Create the provisioning service and two divisional IoT hubs
In this section, you use the Azure CLI create a provisioning service and two IoT hubs representing the Contoso Toasters Division and the Contoso Heat Pumps division.
Tip
The commands used in this article create the provisioning service and other resources in the China North location. We recommend that you create your resources in the region nearest you that supports Device Provisioning Service. You can view a list of available locations by running the command az provider show --namespace Microsoft.Devices --query "resourceTypes[?resourceType=='ProvisioningServices'].locations | [0]" --out table
or by going to the Azure Status page and searching for "Device Provisioning Service". In commands, locations can be specified either in one word or multi-word format; for example: chinanorth, chinaeast2, etc. The value is not case sensitive. If you use multi-word format to specify location, enclose the value in quotes; for example, -- location "China North"
.
Use the Azure CLI to create a resource group with the az group create command. An Azure resource group is a logical container into which Azure resources are deployed and managed.

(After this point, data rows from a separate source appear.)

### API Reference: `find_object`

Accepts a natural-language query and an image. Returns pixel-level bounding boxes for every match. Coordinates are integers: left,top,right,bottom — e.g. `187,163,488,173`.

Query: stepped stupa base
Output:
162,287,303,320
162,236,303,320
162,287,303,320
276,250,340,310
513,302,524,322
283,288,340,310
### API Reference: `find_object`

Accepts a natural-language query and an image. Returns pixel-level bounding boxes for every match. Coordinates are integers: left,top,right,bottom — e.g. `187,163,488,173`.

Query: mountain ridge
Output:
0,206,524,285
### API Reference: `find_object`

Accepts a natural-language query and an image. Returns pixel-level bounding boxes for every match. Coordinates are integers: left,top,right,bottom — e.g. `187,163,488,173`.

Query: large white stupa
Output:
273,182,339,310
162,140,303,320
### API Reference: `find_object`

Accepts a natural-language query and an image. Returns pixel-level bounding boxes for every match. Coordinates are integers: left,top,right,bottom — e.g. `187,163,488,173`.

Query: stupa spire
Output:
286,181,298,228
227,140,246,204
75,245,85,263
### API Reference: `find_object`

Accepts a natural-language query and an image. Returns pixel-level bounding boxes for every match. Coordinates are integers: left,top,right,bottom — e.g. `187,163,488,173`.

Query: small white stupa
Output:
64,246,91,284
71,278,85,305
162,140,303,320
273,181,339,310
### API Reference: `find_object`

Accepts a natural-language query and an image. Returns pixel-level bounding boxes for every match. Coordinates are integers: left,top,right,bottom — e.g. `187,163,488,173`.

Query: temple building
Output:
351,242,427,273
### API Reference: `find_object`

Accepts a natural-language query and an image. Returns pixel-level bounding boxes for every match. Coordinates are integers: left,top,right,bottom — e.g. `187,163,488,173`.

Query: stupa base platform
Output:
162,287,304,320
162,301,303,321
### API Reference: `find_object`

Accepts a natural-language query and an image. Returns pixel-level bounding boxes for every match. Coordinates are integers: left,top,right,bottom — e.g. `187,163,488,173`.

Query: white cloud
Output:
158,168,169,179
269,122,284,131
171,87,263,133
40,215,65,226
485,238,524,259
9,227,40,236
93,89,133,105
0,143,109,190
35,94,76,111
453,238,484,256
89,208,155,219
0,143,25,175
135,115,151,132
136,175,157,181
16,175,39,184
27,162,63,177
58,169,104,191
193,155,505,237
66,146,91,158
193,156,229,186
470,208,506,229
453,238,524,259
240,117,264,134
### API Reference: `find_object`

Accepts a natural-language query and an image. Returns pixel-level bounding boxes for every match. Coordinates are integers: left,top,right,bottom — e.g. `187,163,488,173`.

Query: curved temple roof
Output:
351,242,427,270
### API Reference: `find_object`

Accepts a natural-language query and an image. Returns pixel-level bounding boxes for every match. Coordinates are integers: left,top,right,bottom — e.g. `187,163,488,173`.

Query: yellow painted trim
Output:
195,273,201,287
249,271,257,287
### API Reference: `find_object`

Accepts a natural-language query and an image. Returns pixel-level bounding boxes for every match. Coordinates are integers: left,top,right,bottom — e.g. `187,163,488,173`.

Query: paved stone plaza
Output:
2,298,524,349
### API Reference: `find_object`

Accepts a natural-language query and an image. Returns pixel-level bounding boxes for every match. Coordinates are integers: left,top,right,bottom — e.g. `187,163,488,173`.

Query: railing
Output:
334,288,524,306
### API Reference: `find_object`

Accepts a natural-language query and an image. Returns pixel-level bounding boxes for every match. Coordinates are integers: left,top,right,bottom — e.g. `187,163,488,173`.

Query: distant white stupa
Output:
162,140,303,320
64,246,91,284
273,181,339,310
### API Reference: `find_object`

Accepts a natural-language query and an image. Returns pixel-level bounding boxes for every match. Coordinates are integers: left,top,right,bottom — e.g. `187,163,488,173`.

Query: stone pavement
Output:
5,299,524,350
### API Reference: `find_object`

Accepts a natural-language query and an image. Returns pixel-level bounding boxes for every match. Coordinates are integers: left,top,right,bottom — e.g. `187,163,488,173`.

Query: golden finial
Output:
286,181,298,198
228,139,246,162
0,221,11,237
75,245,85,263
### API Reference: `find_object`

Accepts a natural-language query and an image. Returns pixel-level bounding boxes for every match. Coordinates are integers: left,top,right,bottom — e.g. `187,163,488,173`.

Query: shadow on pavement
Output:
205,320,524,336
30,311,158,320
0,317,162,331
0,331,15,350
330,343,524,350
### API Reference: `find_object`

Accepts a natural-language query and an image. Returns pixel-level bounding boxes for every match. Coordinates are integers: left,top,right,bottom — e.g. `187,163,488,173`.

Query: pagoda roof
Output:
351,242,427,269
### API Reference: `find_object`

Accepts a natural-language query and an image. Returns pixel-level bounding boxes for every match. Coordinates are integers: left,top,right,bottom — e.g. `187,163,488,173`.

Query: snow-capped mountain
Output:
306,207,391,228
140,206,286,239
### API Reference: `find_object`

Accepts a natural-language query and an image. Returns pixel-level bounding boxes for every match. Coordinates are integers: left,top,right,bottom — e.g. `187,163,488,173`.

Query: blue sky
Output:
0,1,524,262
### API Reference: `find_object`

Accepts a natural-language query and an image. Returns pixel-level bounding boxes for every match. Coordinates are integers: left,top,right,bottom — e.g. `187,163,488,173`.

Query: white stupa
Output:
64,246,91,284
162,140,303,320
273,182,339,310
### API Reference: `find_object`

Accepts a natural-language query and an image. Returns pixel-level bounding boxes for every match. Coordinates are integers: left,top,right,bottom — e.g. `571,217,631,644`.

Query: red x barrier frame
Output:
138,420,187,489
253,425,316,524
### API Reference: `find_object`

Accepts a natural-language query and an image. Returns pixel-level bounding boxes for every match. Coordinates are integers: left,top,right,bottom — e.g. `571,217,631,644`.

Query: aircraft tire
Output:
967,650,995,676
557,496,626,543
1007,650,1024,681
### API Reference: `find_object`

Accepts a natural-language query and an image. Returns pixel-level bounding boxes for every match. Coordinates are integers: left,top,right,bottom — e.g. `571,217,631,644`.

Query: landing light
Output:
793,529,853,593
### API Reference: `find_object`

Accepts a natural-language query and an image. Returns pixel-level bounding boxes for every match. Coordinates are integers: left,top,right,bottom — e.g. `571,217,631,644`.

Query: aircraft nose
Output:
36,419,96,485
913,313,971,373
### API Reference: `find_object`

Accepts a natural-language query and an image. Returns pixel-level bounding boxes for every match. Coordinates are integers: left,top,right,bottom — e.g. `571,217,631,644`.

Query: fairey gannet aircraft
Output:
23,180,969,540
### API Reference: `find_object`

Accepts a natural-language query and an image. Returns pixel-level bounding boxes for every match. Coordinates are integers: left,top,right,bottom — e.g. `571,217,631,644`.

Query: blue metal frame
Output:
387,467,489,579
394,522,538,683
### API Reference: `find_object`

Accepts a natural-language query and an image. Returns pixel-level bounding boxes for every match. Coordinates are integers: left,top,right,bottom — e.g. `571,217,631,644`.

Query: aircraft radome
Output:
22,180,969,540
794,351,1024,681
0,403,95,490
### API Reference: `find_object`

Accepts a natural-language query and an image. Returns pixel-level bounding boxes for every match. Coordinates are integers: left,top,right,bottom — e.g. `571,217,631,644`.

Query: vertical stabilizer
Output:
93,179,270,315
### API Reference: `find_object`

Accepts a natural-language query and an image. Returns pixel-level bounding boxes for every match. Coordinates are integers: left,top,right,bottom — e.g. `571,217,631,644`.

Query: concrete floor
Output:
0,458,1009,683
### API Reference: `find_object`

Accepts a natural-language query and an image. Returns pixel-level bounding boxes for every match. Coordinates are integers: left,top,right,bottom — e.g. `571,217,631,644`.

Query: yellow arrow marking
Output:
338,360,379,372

The following example creates a resource group named contoso-us-resource-group in the chinanorth region. It is recommended that you use this group for all resources created in this article. This approach will make clean up easier after you're finished.
az group create --name contoso-us-resource-group --location chinanorth
Use the Azure CLI to create a device provisioning service (DPS) with the az iot dps create command. The provisioning service will be added to contoso-us-resource-group.
The following example creates a provisioning service named contoso-provisioning-service-1098 in the chinanorth location. You must use a unique service name. Make up your own suffix in the service name in place of 1098.
az iot dps create --name contoso-provisioning-service-1098 --resource-group contoso-us-resource-group --location chinanorth
This command may take a few minutes to complete.
Use the Azure CLI to create the Contoso Toasters Division IoT hub with the az iot hub create command. The IoT hub will be added to contoso-us-resource-group.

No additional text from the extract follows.